Delta Merner, lead scientist for the Union of Concerned Scientists' Science Hub for Climate Litigation, similarly celebrated the decision, which she called "a resounding affirmation of Honolulu's right to seek justice under state law for the mounting climate impacts caused by fossil fuel companies' deceptive practices."
"For more than 50 years, fossil fuel companies have conducted sophisticated disinformation campaigns to obscure their own research showing that burning fossil fuels would drive climate change," Merner highlighted. "This case lays bare how these actions have contributed to rising seas, intensified storms, and coastal erosion that are devastating Honolulu's people, infrastructure, and natural resources."
"Scientific evidence is unequivocal: The human-caused emissions from fossil fuels are the primary driver of climate change," she stressed. "Honolulu's case stands as an example of how communities are using both science and the law to challenge corporate misconduct and demand accountability for climate damages."
Merner added that "the people of Honolulu are demonstrating remarkable leadership in standing up to powerful fossil fuel companies whose disinformation campaigns have directly contributed to the climate harms they now face. Their efforts serve as a powerful example for communities around the world. This decision is one step in a larger effort to seek accountability and justice."
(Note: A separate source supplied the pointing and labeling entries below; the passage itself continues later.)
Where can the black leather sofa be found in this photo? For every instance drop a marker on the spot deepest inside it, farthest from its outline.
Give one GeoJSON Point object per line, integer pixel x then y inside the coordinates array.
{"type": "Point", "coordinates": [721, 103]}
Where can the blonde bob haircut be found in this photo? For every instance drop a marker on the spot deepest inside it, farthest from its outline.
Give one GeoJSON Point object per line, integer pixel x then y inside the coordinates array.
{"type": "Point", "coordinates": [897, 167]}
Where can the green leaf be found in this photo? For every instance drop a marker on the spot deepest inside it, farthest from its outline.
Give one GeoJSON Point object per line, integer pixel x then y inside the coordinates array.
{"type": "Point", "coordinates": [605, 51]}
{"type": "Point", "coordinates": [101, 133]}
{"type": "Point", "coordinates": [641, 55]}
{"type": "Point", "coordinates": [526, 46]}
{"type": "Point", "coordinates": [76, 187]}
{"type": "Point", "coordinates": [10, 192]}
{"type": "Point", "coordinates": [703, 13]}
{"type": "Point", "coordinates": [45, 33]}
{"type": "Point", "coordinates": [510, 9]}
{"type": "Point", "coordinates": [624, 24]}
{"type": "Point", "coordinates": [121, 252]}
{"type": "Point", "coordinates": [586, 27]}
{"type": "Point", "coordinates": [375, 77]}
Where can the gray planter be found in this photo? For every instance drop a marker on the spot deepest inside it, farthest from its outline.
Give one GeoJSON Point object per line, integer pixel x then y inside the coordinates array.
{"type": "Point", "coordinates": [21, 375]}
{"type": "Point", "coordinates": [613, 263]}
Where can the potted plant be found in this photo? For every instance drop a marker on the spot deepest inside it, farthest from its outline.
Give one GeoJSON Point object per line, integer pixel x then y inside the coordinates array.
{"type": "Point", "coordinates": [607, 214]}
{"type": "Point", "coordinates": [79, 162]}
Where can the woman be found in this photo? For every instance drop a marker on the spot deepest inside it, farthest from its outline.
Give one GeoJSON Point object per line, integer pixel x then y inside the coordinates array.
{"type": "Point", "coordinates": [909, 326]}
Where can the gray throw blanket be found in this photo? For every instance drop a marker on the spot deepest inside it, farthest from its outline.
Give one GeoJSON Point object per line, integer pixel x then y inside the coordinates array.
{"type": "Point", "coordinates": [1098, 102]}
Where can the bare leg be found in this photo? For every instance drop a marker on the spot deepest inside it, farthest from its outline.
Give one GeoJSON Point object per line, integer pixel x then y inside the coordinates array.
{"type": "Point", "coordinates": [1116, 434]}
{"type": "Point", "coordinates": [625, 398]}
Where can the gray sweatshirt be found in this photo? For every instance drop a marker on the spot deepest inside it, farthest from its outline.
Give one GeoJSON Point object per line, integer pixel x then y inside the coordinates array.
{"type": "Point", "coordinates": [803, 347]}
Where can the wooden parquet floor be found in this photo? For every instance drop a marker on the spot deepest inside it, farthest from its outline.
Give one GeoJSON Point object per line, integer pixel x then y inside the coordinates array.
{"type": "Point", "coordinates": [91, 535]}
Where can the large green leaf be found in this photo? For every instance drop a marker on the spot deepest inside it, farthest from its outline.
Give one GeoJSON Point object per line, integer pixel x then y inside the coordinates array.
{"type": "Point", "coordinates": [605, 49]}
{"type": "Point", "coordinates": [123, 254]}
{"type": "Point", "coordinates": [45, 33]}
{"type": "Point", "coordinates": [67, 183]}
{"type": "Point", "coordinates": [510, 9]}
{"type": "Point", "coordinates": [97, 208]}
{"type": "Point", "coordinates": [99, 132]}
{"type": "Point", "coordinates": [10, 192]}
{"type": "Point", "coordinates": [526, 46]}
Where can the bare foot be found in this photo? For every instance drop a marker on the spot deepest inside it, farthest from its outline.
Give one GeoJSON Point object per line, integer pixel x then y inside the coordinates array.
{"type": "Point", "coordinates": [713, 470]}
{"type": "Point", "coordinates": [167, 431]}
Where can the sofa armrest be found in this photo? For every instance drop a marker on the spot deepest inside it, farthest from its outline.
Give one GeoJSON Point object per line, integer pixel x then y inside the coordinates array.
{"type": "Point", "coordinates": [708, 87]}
The Supreme Court's latest blow to the oil and gas industry came just a week before the second inauguration of President-elect Donald Trump, who courted Big Oil executives on the campaign trail and pledged to "drill, baby, drill" if he won the November election.
The high court—which has a right-wing supermajority that includes three Trump appointees—had asked the Biden administration to weigh in. Last month, U.S. Solicitor General Elizabeth Prelogar
urged the justices not to intervene. Merner said at the time that her briefs "represent an important step in the pursuit of climate accountability."